Il la raconta d’un bout à l’autre, sans rien omettre. Jane l’écouta en silence, et, quand il eut terminé, elle ne posa pas d’autres questions. Agénor crut en avoir fini, et poussa un soupir de soulagement.

Il se trompait. Quelques jours plus tard, Jane revint à la charge.

— Mon oncle ?… interpella-t-elle de nouveau.

— Ma chérie ?… répondit derechef Agénor.

— Si George, pourtant, n’était pas coupable ?…

Agénor crut avoir mal entendu.

— Pas coupable !… répéta-t-il. Hélas ! ma pauvre enfant, il n’y a aucun doute. La trahison et la mort du malheureux George sont des faits historiques, dont les preuves abondent.

— Lesquelles ? interrogea Jane.

Agénor recommença son récit. Il cita les articles des journaux, les rapports officiels contre lesquels nul n’avait protesté. Il invoqua enfin l’absence du coupable, ce qui était une forte preuve de la réalité de sa mort.

— De sa mort, soit, objecta Jane, mais de sa trahison ?

— L’une est la conséquence de l’autre, répondit Agénor confondu par tant d’obstination.

L’obstination de la jeune fille était encore plus grande qu’il ne le supposait. Fréquemment, à compter de ce jour, elle revint sur ce pénible sujet, harcelant Agénor de questions renaissantes, desquelles il était facile de conclure qu’elle conservait sa foi intacte dans l’innocence de son frère.

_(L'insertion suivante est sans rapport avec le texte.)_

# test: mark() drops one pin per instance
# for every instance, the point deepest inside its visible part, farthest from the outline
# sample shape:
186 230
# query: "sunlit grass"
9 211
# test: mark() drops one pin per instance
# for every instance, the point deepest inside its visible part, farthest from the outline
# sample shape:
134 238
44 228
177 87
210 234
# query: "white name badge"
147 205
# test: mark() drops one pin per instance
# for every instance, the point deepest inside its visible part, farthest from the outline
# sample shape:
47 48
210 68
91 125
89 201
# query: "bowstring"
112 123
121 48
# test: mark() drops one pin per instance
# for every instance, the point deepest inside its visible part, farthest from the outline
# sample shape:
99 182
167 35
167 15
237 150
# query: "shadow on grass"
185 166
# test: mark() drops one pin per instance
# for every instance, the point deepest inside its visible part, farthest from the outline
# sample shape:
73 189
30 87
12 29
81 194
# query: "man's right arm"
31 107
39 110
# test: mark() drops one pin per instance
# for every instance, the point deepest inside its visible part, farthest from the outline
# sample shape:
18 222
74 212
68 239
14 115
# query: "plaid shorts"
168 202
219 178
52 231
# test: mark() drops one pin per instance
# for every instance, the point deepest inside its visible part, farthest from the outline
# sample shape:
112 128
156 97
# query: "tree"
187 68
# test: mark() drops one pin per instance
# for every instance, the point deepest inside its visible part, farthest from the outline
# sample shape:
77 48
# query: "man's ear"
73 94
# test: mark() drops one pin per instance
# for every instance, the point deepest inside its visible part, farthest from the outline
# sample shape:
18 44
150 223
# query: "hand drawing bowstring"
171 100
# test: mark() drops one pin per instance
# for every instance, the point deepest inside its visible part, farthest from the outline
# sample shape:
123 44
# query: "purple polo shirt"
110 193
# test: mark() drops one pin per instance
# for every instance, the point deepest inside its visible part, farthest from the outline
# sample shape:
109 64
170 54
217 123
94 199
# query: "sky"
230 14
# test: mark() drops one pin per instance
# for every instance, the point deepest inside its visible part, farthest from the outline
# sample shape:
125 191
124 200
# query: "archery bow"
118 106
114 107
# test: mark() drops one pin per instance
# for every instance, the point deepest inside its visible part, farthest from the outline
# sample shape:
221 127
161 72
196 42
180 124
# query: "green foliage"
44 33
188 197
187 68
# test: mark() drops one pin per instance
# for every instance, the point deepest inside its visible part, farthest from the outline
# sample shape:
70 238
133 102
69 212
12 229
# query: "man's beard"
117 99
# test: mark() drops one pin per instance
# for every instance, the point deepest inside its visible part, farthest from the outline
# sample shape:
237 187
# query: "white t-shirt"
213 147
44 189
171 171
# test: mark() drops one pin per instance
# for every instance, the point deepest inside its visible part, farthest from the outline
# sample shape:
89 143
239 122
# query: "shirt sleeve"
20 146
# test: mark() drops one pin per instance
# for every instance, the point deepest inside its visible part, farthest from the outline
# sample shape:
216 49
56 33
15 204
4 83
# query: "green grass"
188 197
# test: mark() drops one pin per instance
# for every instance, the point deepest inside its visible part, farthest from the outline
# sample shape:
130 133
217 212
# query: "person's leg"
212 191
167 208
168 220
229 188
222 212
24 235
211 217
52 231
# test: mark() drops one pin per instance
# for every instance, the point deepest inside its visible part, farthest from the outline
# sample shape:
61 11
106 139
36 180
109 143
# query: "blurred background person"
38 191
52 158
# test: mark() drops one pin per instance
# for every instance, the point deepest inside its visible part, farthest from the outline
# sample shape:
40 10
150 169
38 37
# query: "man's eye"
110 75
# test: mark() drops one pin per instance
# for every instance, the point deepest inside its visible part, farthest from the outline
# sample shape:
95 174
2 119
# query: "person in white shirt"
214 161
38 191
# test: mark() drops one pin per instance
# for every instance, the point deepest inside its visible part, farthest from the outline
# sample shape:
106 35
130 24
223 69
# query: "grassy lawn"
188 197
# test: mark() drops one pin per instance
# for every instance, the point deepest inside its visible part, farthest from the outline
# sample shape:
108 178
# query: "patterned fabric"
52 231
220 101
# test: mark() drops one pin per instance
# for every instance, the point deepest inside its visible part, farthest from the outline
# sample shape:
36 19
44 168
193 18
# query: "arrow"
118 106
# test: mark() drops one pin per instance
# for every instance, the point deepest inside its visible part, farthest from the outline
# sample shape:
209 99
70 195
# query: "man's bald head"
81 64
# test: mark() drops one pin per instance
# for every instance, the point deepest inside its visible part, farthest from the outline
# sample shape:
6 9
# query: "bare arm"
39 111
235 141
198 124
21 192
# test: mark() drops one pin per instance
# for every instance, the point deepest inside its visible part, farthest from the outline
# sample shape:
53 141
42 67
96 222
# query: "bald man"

Sur ce point, toutefois, Agénor était irréductible. En réponse aux meilleurs arguments, il se contentait de hocher la tête avec mélancolie, en homme qui veut éviter une discussion inutile, mais Jane sentait bien que son opinion n’était pas ébranlée.

Il en fut ainsi jusqu’au jour où elle se décida à faire acte d’autorité.

— Mon oncle ?… dit-elle encore, ce jour-là.

— Ma chérie ?… répondit comme de coutume

Agénor.

— J’ai beaucoup réfléchi, mon oncle, et mon avis est décidément que George est innocent du crime affreux dont on l’accuse.

— Pourtant, ma chérie… commença Agénor.

— Il n’y a pas de pourtant, trancha Jane péremptoirement. George est innocent, mon oncle.

— Cependant…

Jane se redressa, les narines frémissantes.

— Je vous dis, mon neveu, prononça-t-elle d’un ton sec, que mon frère George est innocent.

Agénor s’effondra.

— Il l’est, ma tante, reconnut-il humblement.